The film received positive reviews and was the final role of Rabal, who died two months before its release.

==Plot==
Paul Marsh dreams of encountering a mermaid with razor-sharp teeth while exploring an underwater cave. He awakens on a boat off the shores of Spain, where he is vacationing with his girlfriend Barbara and their friends Vicki and Howard. A sudden storm blows their boat against the rocks, pinning Vicki against the bed and flooding the boat. While Howard stays with her, Paul and Barbara take the lifeboat to the nearby fishing town of Imboca. During their absence, an unseen water creature attacks Howard and Vicki.

Barbara and Paul venture through the seemingly deserted town and reach a church.
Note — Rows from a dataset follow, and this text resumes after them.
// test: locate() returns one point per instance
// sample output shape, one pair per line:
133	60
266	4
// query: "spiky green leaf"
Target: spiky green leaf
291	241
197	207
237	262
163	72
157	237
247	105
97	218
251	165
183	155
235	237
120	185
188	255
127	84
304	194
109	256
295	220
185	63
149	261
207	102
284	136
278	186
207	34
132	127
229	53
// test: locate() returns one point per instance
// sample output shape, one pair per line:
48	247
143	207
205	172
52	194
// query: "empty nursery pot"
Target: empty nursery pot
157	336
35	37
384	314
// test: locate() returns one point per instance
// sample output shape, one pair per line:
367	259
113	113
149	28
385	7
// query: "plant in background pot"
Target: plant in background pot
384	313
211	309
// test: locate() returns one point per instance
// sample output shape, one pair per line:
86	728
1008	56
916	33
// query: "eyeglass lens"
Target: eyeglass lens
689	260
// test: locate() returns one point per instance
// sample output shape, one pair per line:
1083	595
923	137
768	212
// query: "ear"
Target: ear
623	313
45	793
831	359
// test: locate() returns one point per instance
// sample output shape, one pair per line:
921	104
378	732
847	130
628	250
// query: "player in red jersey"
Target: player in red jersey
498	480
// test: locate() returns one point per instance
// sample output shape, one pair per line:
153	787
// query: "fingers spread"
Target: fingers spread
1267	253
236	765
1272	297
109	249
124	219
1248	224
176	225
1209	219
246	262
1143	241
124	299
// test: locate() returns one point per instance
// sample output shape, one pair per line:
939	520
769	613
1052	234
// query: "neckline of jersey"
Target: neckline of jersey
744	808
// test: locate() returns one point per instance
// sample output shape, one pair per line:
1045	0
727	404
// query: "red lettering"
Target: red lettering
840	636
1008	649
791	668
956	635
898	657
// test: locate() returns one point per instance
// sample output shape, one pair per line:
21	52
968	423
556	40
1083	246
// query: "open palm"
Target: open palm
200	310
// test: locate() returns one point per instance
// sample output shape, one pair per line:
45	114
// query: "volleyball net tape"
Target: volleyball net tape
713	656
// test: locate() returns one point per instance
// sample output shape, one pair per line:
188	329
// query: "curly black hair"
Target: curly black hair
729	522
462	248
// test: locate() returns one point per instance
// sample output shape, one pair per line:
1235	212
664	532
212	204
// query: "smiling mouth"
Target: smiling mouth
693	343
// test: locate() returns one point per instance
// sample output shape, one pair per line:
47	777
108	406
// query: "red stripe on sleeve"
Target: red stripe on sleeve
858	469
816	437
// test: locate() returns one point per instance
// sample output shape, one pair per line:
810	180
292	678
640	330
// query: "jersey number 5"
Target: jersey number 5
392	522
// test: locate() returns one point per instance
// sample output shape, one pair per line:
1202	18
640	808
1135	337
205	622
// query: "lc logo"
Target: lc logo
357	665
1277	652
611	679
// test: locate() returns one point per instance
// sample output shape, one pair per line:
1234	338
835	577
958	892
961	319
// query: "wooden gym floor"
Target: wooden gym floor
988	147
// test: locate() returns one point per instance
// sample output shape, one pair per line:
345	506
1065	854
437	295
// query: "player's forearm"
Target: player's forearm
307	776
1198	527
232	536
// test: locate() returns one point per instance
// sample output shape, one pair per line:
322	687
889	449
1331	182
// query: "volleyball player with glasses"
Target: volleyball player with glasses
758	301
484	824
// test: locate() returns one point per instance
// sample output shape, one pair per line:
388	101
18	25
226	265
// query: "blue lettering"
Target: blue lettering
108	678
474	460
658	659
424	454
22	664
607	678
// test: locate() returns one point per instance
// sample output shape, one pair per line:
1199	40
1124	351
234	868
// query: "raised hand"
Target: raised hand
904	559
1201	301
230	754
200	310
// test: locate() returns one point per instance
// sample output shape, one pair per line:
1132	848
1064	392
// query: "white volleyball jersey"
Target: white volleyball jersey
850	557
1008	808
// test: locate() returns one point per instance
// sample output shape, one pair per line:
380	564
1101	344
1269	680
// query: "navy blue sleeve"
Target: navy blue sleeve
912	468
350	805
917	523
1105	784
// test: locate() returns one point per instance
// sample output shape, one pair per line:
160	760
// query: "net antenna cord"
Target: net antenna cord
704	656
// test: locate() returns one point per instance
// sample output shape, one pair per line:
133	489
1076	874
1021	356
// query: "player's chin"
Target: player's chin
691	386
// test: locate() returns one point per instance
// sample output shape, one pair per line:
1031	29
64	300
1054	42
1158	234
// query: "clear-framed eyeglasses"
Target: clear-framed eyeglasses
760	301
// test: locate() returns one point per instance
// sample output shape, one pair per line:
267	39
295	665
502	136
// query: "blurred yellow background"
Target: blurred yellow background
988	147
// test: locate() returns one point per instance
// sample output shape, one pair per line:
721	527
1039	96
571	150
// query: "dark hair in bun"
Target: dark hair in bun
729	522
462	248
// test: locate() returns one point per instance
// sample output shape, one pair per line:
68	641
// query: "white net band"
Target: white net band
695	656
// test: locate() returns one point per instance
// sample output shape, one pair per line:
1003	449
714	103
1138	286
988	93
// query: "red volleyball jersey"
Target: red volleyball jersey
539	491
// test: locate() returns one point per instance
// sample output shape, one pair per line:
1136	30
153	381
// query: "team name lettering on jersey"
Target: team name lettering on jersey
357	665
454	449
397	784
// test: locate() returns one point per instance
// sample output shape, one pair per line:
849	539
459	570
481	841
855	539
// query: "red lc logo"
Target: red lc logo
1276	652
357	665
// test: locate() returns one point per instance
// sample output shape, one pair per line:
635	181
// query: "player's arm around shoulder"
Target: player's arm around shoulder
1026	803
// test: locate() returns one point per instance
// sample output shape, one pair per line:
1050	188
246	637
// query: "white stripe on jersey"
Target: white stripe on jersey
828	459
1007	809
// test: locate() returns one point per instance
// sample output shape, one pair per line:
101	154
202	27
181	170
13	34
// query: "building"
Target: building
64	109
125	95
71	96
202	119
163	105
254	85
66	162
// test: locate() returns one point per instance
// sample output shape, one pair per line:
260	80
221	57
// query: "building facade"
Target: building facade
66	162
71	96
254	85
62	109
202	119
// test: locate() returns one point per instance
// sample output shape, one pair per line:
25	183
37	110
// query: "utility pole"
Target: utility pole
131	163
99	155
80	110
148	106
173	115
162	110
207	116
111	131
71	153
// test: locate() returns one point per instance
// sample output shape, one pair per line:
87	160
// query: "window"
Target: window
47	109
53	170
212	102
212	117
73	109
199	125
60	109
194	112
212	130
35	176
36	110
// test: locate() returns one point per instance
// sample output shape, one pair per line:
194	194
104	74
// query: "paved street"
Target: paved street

There, they convince a priest to help them. Two fishermen at the docks volunteer to take one of them back to the boat. While Paul goes with the fishermen, Barbara stays to find a phone and call for help.

After failing to find either Howard or Vicki, Paul goes to the hotel where Barbara supposedly stays, but she isn't there. He waits for her in an old, filthy hotel room, where he dreams of the mermaid again. Awakened by a large gathering of strange, fish-like people approaching the hotel, he is forced to flee. Hiding inside a tannery, Paul discovers Howard's skinned corpse. He escapes the tannery by starting a fire and finds momentary safety with an old drunkard named Ezequiel, the last full-blooded human in Imboca.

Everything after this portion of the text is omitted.